Cuando la nave mayor estuvo más cerca, la armada mexica pudo ver que el lugar en el cual se había originado la explosión era una suerte de tubo, en cuyo extremo había una boca desde la cual todavía surgía humo. Sobre la cubierta, cerca de la proa, Quetza distinguió a quien parecía capitanear la nave: era un hombre que llevaba un sombrero que lo distinguía de los demás y estaba observándolo a través de un adminículo semejante a una caña corta. Quetza vio con asombro que el capitán, lejos de mostrar una actitud belicosa, le hacía señas amistosas saludándolo con la mano. También el otro barco se acercó y ambos lo condujeron afablemente hacia el puerto. Quetza no tenía otra alternativa que ir tras ellos, aunque temía que al desembarcar y ser descubiertos como extranjeros, fuesen inmediatamente ofrendados a Cristo Rey, Dios de los Sacrificios de aquellos nativos.

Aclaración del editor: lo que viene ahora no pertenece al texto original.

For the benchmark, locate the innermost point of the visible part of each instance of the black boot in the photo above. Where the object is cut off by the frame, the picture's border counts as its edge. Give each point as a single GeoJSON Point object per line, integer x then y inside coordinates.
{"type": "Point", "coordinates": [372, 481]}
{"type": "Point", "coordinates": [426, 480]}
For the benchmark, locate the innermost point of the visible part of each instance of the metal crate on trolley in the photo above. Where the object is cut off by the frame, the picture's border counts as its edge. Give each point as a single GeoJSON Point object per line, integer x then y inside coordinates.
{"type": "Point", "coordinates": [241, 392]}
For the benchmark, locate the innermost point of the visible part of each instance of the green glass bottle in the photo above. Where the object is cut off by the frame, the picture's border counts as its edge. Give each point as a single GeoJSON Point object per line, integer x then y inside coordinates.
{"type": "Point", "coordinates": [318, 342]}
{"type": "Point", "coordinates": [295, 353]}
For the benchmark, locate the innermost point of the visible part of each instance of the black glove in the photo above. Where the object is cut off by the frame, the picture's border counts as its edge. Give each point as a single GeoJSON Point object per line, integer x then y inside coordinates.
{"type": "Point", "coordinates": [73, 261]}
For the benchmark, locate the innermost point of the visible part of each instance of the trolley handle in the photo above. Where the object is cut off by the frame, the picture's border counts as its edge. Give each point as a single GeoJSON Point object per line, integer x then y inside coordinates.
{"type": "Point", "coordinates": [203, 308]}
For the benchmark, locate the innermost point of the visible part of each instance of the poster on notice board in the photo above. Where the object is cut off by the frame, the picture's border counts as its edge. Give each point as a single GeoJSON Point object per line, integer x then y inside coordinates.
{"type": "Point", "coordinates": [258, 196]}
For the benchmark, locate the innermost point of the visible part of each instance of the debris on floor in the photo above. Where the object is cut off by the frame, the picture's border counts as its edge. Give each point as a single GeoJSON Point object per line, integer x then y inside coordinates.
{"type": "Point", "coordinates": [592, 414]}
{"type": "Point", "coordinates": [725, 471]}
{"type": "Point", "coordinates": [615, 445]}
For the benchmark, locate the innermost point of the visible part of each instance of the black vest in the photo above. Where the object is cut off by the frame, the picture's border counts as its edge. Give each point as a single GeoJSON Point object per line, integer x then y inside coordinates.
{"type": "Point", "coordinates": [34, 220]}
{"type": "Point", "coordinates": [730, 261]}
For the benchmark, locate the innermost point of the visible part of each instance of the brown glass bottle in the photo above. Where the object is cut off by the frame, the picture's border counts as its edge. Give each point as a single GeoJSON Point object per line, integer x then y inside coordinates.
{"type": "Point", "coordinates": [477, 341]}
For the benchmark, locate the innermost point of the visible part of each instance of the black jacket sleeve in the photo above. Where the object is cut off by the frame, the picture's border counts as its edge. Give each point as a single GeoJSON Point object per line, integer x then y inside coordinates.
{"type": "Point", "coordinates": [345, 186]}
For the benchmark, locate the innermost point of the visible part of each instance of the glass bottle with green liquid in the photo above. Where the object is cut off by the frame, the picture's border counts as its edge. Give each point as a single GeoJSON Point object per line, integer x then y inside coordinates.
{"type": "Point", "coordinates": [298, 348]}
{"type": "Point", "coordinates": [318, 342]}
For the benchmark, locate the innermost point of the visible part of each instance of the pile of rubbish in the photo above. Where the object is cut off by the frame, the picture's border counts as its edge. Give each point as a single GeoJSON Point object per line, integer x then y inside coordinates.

4 El juego de los disfraces verdaderos

Aquel recibimiento inicial, lleno de fuego y estruendo, había sido una salva de bienvenida. Una vez en tierra, Quet-za y sus hombres fueron acogidos con la mayor ceremonia. La reducida armada mexica avanzaba a lo largo de una explanada que le había sido especialmente dispuesta. Caminaban entre dos hileras nutridas de hombres que se deshacían en saludos y reverencias. Mal podían Quetza y Maoni disimular la sorpresa, aunque intentaban devolver los saludos con naturalidad. Era como si aquella recepción estuviese largamente planificada. Al final de la explanada los esperaban las autoridades de la ciudad. De hecho, Quetza pudo reconocer a los sacerdotes que, el día anterior, presidían la ceremonia de los sacrificios. Tal vez, tanta bienvenida no era sino el prólogo de la despedida para aquellos que iban a ser ofrendados a Cristo Rey. También en Tenochtitlan se agasajaba a los mancebos antes de entregarlos a Huitzilopotchtli. Cuando finalmente estuvieron frente a quien parecía ser el cacique de aquellos nativos, la autoridad puso en manos de Quetza una suerte de plato dorado con piedras preciosas engarzadas alrededor de la omnipresente figura de la cruz Quetza agradeció inclinando la cabeza y, de inmediato, mandó a uno de sus hombres a buscar un saco de cacao y unas piezas de obsidiana. Consideró que era un regalo modesto en comparación con el que acababa de recibir, pero no tenía otra cosa. Sin embargo, cuando entregó el obsequio, vio que los ojos de los nativos brillaban con la luz del asombro, como si jamás hubiesen visto un vulgar grano de cacao o una piedra de obsidiana. Entonces, el cacique habló mirando a los ojos de Quetza. Desde luego, la avanzada mexica no entendió una palabra. Pero detrás del hombre surgió un pequeño personaje que presentaba rasgos semejantes a los suyos: la piel cobriza, los ojos rasgados y una complexión física parecida, aunque su nariz era notoriamente pequeña. Cuando el hombre blanco hizo una pausa, le cedió la palabra al otro para que tradujera; Quetza no podía explicarse cómo alguien podía conocer su lengua, a menos que otros mexicas hubiesen estado allí antes que él. Sin embargo, cuando el hombre pequeño habló, lo hizo en un idioma también indescifrable para mexicas y huastecas. Quetza de pronto comprendió todo: era evidente que aquella recepción no era para ellos, las autoridades estaban esperando a otra delegación extranjera, la cual, sin dudas, hablaba el idioma del lenguaraz.